He who does not listen to the raspy howl of history, shall be doomed to repeat it. Yet joker after joker can't seem to contain him or herself in response to word that Apple might release a premium-priced -- $1,500 to $2,500 -- television set that would work in conjunction with mini-screens, wearable technology and something called iRing. Granted it's all rumor, however, if it's true, don't laugh. Instead, look out!.
When Apple does something, particularly hardware, it usually does it incredibly well. Jobs set the bar high, which makes the next big thing more crucial than it ever was. So Tim Cook will not get a pass. In fact, if he fails to break meaningful ground with whatever's new and next, don't be shocked if he finds himself out of a job.
Question as much as you like. I do. But laugh and second-guess something tangible from Apple at your own peril. Don't do what Microsoft CEO Steve Ballmer did prior to the iPhone launch and giggle at the notion of an expensive smartphone.
You'll be as wrong as the folks who thought iPod was nothing but a Sony Walkman knockoff, iPad a toy that could never outsell PCs and iPad mini a relatively cheap piece of plastic about to enter a space dominated by Google's Android and Amazon.com's Kindle.
I question whether or not Apple can continue to come up with ideas and implement them as well as Steve Jobs did, but, when I see a plan taking shape, I'm not dumb enough to scoff at it.
If Tim Cook took a pass at center ice from Steve Jobs and is set to unveil a $2,000 television set that will redefine what a freaking television set is, let's hammer it.
There's plenty to worry about -- apologies, bad software/services and cheesy evolution such as rumored size and color changes for iPhones and iPads -- but if Apple ends up saying, We're entering a space that's new for us, but, at the same time, intimately connected with the devices we have released before this one, there's little chance it will fail.

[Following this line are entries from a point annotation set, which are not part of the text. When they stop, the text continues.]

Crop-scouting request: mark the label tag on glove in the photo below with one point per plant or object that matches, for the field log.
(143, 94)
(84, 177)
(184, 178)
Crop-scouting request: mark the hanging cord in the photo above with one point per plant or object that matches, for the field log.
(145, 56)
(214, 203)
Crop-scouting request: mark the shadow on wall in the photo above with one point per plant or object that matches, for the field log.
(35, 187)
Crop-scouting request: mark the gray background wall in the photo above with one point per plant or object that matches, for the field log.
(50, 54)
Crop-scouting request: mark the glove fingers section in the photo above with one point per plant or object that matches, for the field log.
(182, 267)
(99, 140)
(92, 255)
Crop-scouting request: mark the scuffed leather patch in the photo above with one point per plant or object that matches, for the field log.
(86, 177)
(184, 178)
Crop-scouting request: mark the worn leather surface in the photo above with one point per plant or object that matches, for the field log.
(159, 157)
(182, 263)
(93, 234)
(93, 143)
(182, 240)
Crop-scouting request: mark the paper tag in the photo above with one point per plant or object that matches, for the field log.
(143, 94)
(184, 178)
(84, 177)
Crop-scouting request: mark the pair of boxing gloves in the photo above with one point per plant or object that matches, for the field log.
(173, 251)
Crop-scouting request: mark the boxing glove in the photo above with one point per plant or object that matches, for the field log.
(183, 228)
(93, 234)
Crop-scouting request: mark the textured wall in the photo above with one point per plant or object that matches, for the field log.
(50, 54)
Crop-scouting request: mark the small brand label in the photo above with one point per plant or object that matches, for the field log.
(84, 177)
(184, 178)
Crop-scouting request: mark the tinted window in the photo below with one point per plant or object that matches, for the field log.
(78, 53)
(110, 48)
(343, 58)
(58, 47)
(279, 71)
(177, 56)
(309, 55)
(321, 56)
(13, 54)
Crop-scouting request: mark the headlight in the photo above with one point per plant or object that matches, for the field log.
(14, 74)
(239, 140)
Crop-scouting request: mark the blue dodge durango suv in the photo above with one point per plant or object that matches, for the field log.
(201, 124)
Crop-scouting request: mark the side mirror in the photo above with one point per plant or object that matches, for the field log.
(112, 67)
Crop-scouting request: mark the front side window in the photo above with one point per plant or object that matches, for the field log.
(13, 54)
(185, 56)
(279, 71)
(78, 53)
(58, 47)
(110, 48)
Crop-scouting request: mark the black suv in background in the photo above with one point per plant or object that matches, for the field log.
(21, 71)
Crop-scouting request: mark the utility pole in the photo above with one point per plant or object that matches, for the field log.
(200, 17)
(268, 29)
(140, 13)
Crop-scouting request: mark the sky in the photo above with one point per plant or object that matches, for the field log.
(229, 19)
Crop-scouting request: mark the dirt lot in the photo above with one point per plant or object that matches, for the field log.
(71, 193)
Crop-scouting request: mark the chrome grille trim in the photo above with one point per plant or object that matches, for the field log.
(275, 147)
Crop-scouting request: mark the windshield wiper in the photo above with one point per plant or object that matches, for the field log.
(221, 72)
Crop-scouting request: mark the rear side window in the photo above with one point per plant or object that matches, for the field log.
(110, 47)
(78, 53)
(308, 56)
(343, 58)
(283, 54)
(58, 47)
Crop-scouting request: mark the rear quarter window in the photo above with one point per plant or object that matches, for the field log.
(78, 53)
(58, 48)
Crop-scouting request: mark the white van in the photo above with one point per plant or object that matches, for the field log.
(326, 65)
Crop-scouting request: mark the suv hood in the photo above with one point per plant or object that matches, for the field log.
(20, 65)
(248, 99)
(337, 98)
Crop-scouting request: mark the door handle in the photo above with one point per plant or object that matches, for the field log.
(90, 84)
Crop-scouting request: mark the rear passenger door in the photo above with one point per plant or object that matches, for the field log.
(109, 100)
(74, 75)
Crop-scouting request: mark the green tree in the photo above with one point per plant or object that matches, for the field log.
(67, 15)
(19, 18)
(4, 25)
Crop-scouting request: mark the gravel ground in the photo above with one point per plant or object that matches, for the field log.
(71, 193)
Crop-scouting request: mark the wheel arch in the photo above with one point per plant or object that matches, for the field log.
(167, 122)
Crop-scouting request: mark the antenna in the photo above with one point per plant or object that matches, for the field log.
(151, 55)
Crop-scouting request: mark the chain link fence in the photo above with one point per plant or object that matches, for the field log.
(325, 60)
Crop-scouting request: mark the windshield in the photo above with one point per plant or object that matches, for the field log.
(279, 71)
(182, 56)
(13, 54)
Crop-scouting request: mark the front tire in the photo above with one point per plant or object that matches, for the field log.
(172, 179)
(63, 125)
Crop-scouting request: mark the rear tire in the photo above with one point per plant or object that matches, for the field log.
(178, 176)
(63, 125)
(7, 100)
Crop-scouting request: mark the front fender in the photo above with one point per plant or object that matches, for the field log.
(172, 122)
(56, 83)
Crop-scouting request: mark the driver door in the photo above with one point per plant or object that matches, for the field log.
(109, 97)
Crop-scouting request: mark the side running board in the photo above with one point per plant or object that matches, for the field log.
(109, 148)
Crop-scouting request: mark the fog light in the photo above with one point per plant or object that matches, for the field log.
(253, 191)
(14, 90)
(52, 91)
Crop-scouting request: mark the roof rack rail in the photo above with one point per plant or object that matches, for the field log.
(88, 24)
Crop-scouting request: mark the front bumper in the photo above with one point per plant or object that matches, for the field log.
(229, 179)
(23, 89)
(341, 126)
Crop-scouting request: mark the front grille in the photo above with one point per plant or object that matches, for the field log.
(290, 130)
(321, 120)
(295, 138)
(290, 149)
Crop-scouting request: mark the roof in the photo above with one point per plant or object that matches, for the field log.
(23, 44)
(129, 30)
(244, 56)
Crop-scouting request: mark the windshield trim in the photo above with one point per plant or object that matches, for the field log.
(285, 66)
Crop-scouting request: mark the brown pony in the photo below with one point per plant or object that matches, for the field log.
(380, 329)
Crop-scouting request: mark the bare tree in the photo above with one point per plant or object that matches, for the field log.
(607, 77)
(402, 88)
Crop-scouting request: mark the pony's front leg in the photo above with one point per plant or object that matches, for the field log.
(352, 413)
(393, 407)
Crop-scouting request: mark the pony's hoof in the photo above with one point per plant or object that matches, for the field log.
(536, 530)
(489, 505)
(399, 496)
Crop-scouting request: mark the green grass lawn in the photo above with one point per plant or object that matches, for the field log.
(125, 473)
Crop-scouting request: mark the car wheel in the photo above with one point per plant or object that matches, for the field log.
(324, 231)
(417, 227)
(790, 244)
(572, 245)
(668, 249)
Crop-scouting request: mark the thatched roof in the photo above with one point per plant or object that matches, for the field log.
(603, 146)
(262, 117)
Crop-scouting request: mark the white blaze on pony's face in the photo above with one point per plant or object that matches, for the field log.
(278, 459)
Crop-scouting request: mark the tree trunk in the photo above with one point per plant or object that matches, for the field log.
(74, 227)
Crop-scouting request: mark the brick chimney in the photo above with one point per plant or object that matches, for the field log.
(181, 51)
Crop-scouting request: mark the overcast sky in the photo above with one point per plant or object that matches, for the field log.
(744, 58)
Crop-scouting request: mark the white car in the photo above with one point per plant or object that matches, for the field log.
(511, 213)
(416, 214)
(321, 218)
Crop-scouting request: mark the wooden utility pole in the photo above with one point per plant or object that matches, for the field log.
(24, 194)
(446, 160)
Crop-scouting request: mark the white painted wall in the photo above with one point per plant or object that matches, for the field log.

This is the Apple way. Awesome user experience, brilliant design and quality hardware. But, even more than that, it's one product flowing naturally from the one that came before. That's exactly what iPad did from iPhone and iPhone from iPod. And they hooked almost flawlessly into MacBook and Apple's sticky ecosystem. An ecosystem fueled by the halo effect created by the company's world-changing devices.